Row addition had me stumped for a minute, too. Then I realized that we're simple adding/subtracting 'the same value' to/from both sides of an equation. Using lakesare's example. equation (a) 5X + 3Y = 200 equation (b) 2X + Y = 100 (b) is the equation to be 'changed'. Since it is 'legal' to add, subtract, multiply, divide anything we want to/from/by one side of an equation as long as we do the exact same to the other side we can have: (b) 2X + Y + (200) = 100 + (200), but since 200 = 5X + 3Y,in this system, then we can express (b) as, 2X + Y + (5X + 3Y) = 100 + 200, or 7X + 4Y = 300. The solutions to both equations [2X + Y = 100, and 7X + 4Y = 300] are the same. So both equations are equivalent. This is all we're doing when we substitute one equation in a system with a combination of itself (+) a scalar multiple of another equation in the same system. In my example the scalar was just (1).

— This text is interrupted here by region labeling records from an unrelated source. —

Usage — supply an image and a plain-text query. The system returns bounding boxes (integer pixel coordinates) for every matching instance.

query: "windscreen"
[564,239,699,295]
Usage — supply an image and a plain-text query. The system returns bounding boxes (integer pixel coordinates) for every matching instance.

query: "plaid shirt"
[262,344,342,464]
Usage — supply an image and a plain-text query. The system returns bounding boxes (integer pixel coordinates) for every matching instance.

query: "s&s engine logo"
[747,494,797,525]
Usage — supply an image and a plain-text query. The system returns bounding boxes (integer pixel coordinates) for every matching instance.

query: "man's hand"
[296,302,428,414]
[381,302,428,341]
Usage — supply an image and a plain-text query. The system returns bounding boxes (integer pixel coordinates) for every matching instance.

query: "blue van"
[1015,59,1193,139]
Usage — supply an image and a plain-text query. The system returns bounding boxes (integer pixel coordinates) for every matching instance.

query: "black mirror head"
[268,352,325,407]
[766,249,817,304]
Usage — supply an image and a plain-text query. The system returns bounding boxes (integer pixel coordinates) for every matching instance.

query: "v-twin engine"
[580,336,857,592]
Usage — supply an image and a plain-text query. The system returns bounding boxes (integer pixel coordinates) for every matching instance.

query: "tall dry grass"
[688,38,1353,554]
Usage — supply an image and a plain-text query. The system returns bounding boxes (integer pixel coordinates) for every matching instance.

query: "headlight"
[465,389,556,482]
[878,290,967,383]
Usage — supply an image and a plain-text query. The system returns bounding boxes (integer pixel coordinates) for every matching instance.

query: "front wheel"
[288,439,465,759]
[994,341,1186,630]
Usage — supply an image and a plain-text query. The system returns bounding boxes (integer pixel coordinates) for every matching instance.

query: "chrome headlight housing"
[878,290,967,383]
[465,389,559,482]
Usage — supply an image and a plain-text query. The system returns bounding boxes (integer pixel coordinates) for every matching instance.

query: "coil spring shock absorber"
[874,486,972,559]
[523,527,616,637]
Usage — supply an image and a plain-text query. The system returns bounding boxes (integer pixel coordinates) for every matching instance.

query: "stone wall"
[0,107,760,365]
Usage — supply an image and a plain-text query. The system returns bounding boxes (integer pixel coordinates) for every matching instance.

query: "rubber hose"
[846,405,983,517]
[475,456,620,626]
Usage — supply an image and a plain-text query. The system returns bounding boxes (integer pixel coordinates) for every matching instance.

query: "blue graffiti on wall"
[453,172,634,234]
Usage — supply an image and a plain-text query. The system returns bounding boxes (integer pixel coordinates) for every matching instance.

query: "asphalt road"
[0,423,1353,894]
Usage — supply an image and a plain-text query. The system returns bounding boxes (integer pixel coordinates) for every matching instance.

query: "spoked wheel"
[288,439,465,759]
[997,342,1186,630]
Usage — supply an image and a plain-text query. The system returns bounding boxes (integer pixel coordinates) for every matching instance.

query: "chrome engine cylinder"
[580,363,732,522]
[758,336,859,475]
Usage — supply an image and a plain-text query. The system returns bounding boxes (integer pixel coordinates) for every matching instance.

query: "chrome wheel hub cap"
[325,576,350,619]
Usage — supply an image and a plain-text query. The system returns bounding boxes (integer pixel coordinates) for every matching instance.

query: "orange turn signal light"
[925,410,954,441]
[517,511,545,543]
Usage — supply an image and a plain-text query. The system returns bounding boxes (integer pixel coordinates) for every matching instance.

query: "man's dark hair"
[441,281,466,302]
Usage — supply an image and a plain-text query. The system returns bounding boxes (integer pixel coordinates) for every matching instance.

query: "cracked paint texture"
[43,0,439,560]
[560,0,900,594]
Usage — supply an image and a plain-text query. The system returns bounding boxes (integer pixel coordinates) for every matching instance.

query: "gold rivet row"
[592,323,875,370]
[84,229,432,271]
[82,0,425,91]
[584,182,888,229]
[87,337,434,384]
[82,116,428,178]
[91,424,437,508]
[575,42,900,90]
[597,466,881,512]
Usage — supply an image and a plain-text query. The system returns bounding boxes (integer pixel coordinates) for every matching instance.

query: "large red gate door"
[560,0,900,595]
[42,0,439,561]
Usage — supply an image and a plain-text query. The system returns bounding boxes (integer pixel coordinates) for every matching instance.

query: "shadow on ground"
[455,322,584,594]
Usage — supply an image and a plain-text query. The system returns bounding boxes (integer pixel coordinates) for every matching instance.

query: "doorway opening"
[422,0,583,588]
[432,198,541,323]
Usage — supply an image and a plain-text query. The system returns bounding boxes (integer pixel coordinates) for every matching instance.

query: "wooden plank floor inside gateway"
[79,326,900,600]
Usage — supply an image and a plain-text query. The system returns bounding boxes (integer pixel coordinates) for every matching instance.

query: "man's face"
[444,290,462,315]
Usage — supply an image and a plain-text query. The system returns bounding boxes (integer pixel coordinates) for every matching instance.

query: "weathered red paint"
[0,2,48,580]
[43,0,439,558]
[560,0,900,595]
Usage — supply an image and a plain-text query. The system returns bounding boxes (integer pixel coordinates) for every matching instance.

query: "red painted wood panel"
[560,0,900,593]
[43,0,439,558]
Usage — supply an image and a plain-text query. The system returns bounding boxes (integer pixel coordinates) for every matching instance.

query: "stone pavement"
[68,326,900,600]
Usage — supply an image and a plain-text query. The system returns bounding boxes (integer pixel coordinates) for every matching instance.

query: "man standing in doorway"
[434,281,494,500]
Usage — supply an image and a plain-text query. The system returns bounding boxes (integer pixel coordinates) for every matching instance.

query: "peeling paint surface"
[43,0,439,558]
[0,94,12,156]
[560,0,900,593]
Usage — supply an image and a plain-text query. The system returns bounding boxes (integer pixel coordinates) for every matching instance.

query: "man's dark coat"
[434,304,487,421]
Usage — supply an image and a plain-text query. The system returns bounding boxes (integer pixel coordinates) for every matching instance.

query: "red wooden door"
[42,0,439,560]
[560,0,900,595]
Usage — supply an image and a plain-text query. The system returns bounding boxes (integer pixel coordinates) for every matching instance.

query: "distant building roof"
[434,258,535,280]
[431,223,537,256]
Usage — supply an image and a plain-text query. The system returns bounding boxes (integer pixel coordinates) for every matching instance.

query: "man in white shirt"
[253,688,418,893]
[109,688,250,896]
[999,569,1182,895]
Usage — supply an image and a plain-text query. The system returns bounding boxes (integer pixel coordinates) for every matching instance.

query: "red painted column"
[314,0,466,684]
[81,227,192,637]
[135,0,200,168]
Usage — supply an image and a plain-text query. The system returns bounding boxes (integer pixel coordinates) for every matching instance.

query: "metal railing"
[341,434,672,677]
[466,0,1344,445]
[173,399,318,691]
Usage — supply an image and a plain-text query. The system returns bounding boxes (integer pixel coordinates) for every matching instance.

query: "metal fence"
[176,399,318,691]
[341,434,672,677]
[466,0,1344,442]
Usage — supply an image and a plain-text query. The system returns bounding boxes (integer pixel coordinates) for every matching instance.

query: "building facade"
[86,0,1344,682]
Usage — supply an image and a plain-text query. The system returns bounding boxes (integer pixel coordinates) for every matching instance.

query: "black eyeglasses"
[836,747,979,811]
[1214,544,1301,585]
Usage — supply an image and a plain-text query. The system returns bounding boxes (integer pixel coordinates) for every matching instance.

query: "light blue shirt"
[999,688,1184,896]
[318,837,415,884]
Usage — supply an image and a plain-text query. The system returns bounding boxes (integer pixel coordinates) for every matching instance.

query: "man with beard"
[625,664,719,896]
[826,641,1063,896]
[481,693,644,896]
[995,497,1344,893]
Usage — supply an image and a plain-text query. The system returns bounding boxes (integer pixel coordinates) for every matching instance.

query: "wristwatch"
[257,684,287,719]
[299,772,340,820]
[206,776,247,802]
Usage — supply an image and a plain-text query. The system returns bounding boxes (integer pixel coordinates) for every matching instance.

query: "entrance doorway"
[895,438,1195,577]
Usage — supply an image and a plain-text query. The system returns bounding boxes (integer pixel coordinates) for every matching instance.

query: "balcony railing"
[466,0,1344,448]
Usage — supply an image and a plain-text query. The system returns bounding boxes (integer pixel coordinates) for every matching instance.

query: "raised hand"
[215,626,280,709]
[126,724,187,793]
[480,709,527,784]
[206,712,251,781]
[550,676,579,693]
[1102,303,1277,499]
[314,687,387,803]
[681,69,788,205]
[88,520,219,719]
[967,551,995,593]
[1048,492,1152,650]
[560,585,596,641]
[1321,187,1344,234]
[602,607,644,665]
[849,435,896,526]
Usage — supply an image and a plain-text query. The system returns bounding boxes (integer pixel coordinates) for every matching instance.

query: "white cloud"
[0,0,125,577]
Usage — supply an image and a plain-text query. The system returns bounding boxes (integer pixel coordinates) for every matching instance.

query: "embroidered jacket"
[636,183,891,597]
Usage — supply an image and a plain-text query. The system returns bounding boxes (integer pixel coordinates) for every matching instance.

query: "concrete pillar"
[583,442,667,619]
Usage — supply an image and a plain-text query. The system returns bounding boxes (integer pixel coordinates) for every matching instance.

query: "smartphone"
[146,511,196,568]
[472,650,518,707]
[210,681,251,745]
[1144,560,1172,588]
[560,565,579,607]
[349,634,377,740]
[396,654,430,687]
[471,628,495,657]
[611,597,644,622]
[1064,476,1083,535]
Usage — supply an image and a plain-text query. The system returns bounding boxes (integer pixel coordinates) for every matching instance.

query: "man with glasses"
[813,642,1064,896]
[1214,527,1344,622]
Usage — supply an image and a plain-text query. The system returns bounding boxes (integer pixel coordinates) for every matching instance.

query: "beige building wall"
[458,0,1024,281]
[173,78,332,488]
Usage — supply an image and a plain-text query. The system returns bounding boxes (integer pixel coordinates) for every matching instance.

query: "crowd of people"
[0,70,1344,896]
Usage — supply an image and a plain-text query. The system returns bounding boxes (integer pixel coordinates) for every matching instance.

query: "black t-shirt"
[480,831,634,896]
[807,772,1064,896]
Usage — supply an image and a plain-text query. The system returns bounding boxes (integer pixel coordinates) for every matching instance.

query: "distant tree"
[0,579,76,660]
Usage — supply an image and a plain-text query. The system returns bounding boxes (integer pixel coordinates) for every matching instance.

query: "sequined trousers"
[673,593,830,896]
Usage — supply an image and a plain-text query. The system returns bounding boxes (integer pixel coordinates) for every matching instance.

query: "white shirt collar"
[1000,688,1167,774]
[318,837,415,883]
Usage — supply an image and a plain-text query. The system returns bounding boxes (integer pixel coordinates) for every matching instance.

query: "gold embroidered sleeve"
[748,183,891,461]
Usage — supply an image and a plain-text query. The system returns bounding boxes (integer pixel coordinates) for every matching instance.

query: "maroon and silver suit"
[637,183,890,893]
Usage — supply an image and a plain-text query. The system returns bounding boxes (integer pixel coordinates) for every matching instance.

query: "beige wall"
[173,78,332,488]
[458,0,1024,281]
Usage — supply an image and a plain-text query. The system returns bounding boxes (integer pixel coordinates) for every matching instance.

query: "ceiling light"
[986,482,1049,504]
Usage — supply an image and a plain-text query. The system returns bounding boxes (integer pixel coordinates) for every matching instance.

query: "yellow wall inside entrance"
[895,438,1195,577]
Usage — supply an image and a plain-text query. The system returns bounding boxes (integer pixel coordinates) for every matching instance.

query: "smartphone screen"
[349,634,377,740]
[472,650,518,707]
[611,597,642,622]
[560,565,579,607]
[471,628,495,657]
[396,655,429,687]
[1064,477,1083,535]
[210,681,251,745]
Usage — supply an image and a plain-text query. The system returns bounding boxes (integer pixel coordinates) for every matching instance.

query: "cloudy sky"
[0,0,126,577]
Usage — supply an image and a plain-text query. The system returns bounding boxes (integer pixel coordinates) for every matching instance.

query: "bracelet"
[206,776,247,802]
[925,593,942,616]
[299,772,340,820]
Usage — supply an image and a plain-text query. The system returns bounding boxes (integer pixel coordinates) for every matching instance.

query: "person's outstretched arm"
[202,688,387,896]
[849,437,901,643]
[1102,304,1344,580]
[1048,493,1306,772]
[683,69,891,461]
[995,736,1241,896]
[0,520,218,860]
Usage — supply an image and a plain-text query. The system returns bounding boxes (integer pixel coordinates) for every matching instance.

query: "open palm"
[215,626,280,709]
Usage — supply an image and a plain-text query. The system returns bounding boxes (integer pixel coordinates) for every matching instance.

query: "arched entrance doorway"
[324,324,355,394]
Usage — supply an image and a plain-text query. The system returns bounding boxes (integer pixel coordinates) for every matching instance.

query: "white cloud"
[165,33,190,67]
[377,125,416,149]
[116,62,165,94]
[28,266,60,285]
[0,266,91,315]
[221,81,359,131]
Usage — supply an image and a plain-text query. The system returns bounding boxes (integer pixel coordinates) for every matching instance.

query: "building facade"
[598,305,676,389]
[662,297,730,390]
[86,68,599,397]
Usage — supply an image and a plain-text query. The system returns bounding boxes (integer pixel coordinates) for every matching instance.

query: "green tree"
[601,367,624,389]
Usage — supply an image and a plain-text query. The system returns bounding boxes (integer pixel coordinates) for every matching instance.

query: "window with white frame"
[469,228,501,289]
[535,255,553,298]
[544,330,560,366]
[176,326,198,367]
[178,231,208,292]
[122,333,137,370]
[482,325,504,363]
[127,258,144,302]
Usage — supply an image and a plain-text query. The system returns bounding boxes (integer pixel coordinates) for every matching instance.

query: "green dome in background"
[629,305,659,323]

Consider the system of linear equations $\mathbf{A}\mathbf{x}=\mathbf{b}$. For each row $i$, we have:
$$ \mathbf{A}_{i\cdot}\mathbf{x}=b_{i} $$
In Gaussian elimination, we perform a sequence of transformation steps. Each step consists of adding or subtracting a multiple of one row to another row of both $\mathbf{A}$ and $\mathbf{b}$:
$$ \begin{aligned} \mathbf{A}_{i\cdot}^{k+1} &\leftarrow \mathbf{A}_{i\cdot}^{k}+\alpha_{ij}^{k}\cdot\mathbf{A}_{j\cdot}^{k} \\ b_{i}^{k+1}&\leftarrow b_{i}^{k}+\alpha_{ij}^{k}\cdot b_{j}^{k} \end{aligned} $$
Now it's easy to show that
$$ \begin{aligned} b_{i}^{k+1} &= b_{i}^{k}+\alpha_{ij}^{k}\cdot b_{j}^{k} \\ &=\mathbf{A}_{i\cdot}^{k}\mathbf{x}+\alpha_{ij}^{k}\cdot \mathbf{A}_{j\cdot}^{k}\mathbf{x}\\ &=\left(\mathbf{A}_{i\cdot}^{k}+\alpha_{ij}^{k}\cdot\mathbf{A}_{j\cdot}^{k}\right)\mathbf{x}\\ &=\mathbf{A}_{i}^{k+1}\mathbf{x} \end{aligned} $$
We have seen that the transformation step does not change the solution $\mathbf{x}$, i.e., the solution $\mathbf{x}$ is an invariant with respect to the Gaussian elimination step. When solving a system of linear equations, the scalars $\alpha_{ij}^{k}$ are chosen such that the matrix $\mathbf{A}$ becomes an upper triangular matrix, which makes the equation much easier to solve e.g. using backward substitution.
More Generally
Premultiplying the equation with an invertible matrix $\mathbf{T}$ does not change the solution $\mathbf{x}$:
$$ \mathbf{A}\mathbf{x}=\mathbf{b} \implies \mathbf{T}\mathbf{A}\mathbf{x}=\mathbf{T}\mathbf{b} $$
Defining $\mathbf{A}'=\mathbf{T}\mathbf{A}$ and $\mathbf{b}'=\mathbf{T}\mathbf{b}$, we have a new equation
$$ \mathbf{A}'\mathbf{x}=\mathbf{b}' $$
If you can find $\mathbf{T}$ that makes the new equation much easier to solve, then you can create your own algorithm to solve a system of linear equations!